Python Concurrency: Threads, Processes, and Async

Python is a popular high-level programming language known for its simplicity, readability, and powerful capabilities. With its robust support for concurrency, Python enables developers to write efficient, high-performance code that can execute multiple tasks simultaneously. In this blog, we will explore the different types of concurrency in Python and their respective advantages and disadvantages: threads, processes, and async.

Threads

A thread is a lightweight unit of execution within a process. A single process can contain multiple threads, and each thread can run concurrently with other threads within the same process. Threads share the same memory space and resources, making it easy to share data between them. Python provides a built-in module called threading to work with threads.

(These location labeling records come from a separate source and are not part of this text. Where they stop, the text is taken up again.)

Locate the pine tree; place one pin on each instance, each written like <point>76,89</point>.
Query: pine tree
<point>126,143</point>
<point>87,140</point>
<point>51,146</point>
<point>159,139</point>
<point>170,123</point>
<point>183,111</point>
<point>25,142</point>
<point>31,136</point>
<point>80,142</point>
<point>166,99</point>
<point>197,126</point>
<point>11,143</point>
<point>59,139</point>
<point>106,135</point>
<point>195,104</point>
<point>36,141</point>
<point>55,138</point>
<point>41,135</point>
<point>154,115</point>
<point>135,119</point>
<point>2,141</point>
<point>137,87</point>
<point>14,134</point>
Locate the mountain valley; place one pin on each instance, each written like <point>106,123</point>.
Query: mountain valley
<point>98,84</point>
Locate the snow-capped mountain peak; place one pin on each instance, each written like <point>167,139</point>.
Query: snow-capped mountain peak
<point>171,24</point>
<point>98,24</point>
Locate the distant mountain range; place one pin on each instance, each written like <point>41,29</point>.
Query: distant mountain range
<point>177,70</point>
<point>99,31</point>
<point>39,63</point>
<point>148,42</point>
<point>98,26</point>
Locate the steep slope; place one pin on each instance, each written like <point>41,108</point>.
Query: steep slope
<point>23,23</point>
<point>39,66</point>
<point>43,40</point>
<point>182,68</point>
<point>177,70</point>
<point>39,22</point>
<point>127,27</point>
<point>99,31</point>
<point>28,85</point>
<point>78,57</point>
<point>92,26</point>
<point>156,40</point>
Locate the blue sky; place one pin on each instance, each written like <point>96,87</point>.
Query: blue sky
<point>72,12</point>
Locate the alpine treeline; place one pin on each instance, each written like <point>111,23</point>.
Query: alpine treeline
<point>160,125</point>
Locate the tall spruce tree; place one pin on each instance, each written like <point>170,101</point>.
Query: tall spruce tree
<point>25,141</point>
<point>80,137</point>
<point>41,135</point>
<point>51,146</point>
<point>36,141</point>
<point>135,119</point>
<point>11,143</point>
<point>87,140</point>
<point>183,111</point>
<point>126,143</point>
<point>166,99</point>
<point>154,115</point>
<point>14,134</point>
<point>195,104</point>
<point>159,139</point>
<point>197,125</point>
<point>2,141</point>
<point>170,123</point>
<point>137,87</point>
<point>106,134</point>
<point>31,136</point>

To create a thread, you can define a function and then instantiate a Thread object, passing the function as a target argument:

import threading

def worker():
    print('Worker thread started')
    # do some work here
    print('Worker thread finished')

thread = threading.Thread(target=worker)
thread.start()

The start() method of the Thread object initiates the thread, and the code within the worker() function will execute concurrently with the main thread.

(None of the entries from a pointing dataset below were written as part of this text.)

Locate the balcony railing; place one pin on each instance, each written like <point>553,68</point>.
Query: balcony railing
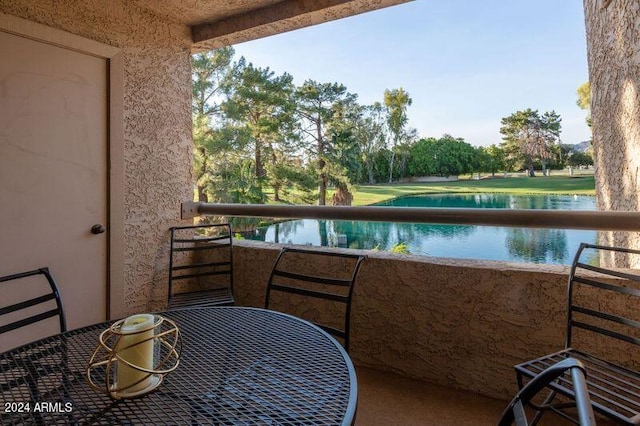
<point>563,219</point>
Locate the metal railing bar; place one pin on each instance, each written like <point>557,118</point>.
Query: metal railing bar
<point>562,219</point>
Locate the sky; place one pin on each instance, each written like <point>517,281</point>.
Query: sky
<point>465,63</point>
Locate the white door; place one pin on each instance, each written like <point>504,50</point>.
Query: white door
<point>53,170</point>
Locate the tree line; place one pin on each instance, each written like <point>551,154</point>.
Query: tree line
<point>256,132</point>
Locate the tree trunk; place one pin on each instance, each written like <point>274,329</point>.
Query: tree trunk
<point>393,157</point>
<point>202,196</point>
<point>342,196</point>
<point>614,74</point>
<point>258,159</point>
<point>322,183</point>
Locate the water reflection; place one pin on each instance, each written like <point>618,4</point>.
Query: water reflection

One advantage of using threads is that they are lightweight and can be created quickly. However, because threads share the same memory space, it can lead to synchronization issues and race conditions. To avoid these problems, you can use locks, semaphores, and other synchronization primitives provided by the threading module.

Processes

A process is a standalone unit of execution with its own memory space, resources, and operating system process ID (PID). Unlike threads, processes do not share the same memory space and must communicate through inter-process communication (IPC) mechanisms such as pipes, queues, and sockets. Python provides a built-in module called multiprocessing to work with processes.

To create a process, you can define a function and then instantiate a Process object, passing the function as a target argument:

import multiprocessing

def worker():
    print('Worker process started')
    # do some work here
    print('Worker process finished')

process = multiprocessing.Process(target=worker)
process.start()

The start() method of the Process object initiates the process, and the code within the worker() function will execute concurrently with the main process.

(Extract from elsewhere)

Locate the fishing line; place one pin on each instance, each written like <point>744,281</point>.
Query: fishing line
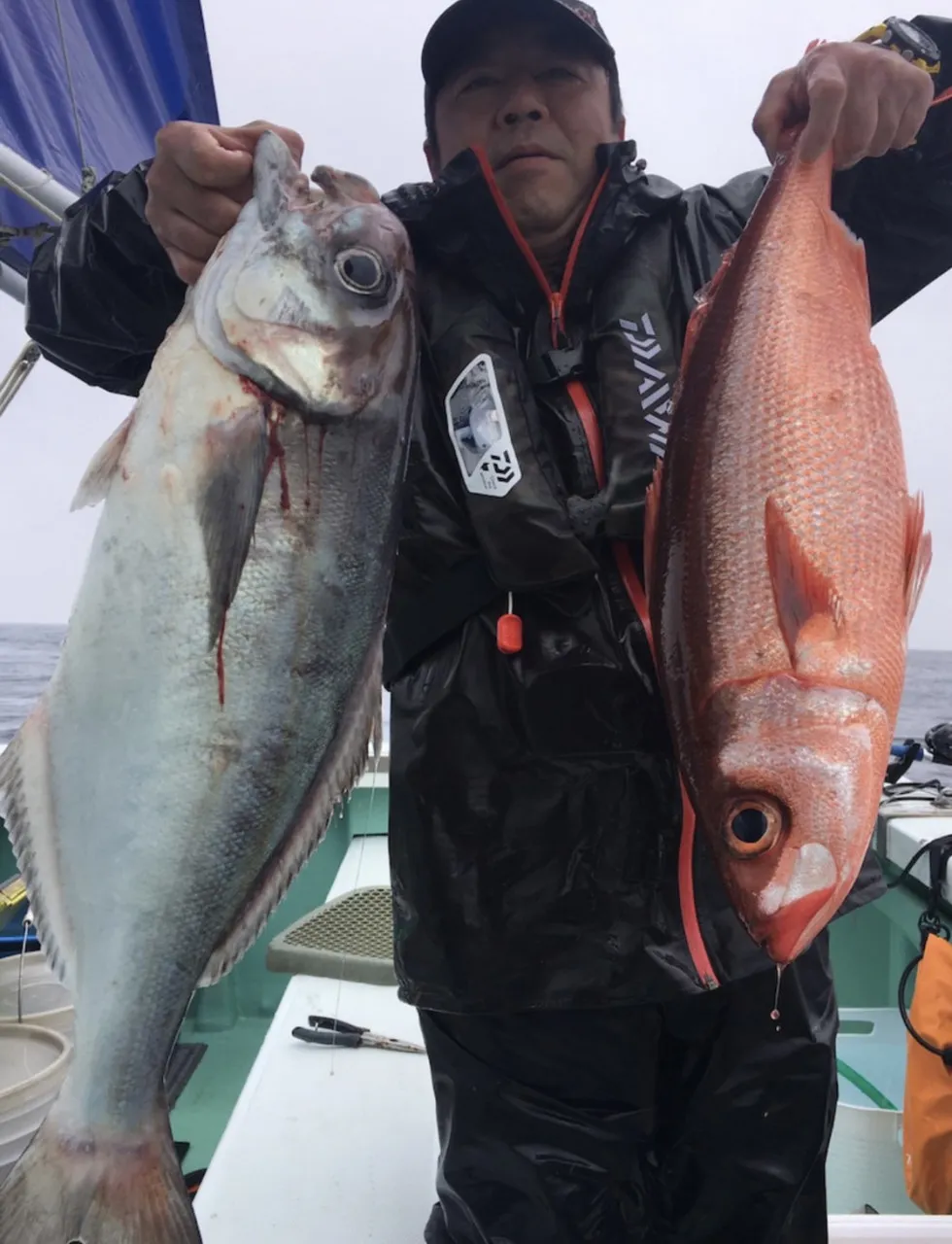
<point>85,173</point>
<point>363,838</point>
<point>27,925</point>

One advantage of using processes is that they are isolated from each other and do not share memory space, making it easier to write concurrent code without worrying about synchronization issues. However, processes are heavier than threads and can take longer to create.

Async

Async is a programming paradigm that allows you to write concurrent code that executes asynchronously, without using threads or processes. Instead, async uses a single thread and cooperative multitasking to switch between tasks when they are waiting for I/O or other blocking operations. Python provides a built-in module called asyncio to work with async.

To create an async function, you can define a function with the async keyword and use the await keyword to wait for a coroutine to complete:

import asyncio

async def worker():
    print('Worker task started')
    # do some work here
    await asyncio.sleep(1)
    print('Worker task finished')

async def main():
    tasks = [worker() for _ in range(3)]
    await asyncio.gather(*tasks)

asyncio.run(main())

The asyncio.run() method initiates the event loop and runs the async function, and the asyncio.gather() method waits for all tasks to complete.

One advantage of using async is that it is more efficient than using threads or processes, because it uses a single thread and cooperative multitasking. However, async requires a different programming mindset and can be more complex to write than using threads or processes.

Another advantage of using async is that it supports non-blocking I/O, which means that your code can continue to execute while waiting for I/O operations to complete. This can improve the performance of your code, especially when dealing with network-bound or I/O-bound applications.

In conclusion, Python provides different ways to write concurrent code, each with its own advantages and disadvantages. Threads are lightweight and easy to create, but can lead to synchronization issues. Processes are isolated and don't share memory, but are heavier to create. Async uses cooperative multitasking and non-blocking I/O, but requires a different programming mindset. Understanding the different types of concurrency in Python and choosing the right one for your application can help you write efficient, high-performance code.